2019 第25回「国際マイクロマシンサミット」(中国,西安) 開催報告

マイクロマシンサミットは、年に1回、世界各国・地域の代表団が集まり、マイクロマシン/ナノテクノロジーに関する課題や展望につき意見交換する場です。日本の提案により1995年3月に京都で開催されたのが始まりで、以後、各国持ち回りで開催されています。

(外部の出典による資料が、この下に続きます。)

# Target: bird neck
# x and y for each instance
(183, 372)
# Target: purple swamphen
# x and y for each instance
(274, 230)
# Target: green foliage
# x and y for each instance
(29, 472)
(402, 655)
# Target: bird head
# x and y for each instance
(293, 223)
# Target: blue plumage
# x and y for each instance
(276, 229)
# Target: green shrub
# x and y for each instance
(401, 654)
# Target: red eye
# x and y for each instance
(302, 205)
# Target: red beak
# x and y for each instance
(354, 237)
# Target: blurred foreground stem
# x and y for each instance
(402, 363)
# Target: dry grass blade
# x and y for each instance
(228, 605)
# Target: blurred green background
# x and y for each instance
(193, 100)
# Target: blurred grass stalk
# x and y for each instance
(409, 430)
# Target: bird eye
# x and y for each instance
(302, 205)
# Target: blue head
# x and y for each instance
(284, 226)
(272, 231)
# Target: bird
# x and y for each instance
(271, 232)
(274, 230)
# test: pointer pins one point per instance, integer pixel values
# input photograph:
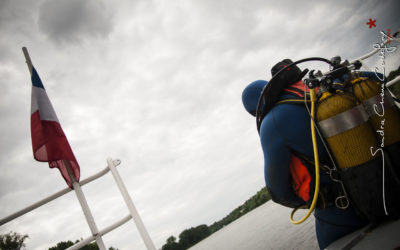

2019年は5月6日(月)から9日(木)まで中国の西安で開催されましたので報告致します。中国での開催は2006年の北京,2013年の上海に続く3回目になります。今回のトピックスは”Intelligent Manufacturing: Start from micromachine on a chip”でした。日本からは東京大学の伊藤寿浩教授を団長に、産総研の前田龍太郎先生とマイクロマシンセンターの国際交流担当として武田の3名が出席しました。今回のオーガナイザは、西北工業大学のYuan Weizheng教授でした。日本とも関係の深い古都長安(現在の西安)の西市場(現在残っています市城壁の南西角の外ではありますが、長安の時は城壁の中の西門の近くにあった国際市場)だった場所に建てられたTang Dynasty West Market Hotel(写真1:会場のホテル外観,写真2:会場前の看板)で開催されました。ちなみに東門の近くにありました国内市場だった東市場の場所は,現在は西安交通大学になっています.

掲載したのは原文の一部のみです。